Download the Agenda and Presentations here.
With the assumption into office of the Obama Administration and its renewed prioritization of climate change issues, the United States Congress has ratcheted up deliberations on various bills, such as the Boxer-Lieberman-Warner Climate Security Act (S. 3036) and the Waxman-Markey American Clean Energy and Security Act (draft text). Regulations at the sub-federal or state level are likewise increasingly relevant vis-à-vis federal policies. In the European Union, member economies are preparing the next phase of the 'Emissions Trading System' and considering options in the absence of a major international agreement to cap greenhouse gas emissions. Japan, Australia and Canada are also deep into consideration of analogous measures.
Despite the obvious ramifications on their countries' trade competitiveness and sustainable development aspirations, many developing country trade policy-makers and negotiators remain at the fringe of the climate change debate. An enhanced level of understanding of the different approaches evolving among the key OECD countries is crucial if the various stakeholders are to have an enlightened dialogue on the development implications of OECD countries' domestic policies to address climate change.

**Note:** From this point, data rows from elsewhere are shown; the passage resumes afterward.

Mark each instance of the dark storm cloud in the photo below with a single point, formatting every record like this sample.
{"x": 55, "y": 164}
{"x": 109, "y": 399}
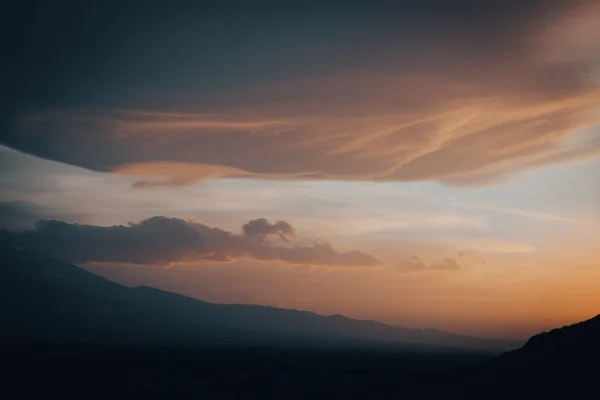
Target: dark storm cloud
{"x": 262, "y": 227}
{"x": 459, "y": 91}
{"x": 162, "y": 240}
{"x": 18, "y": 215}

In an effort to bridge the different spheres of knowledge and provide opportunity for an exchange of perspectives, particularly among those who are not often included in similar consultative processes, the International Centre for Trade and Sustainable Development (ICTSD) and the Environment and Trade in a World of Interdependence (ENTWINED) Program have organized a dialogue among select representatives from developing country trade and/or economic ministries, think-tanks and universities, Geneva-based developing country ambassadors and OECD member country government representatives. The activity was hosted by Resources for the Future (RFF) in Washington DC on May 5, 2009.
Thru this initiative, ICTSD and ENTWINED hope to:
(i) explore the development aspects of selected OECD countries´ domestic trade policies intended to address climate change, and
(ii) provide a platform for interaction and exchange amongst trade negotiators/policy-makers, private sector representatives, academia and civil society from both OECD as well as developing countries.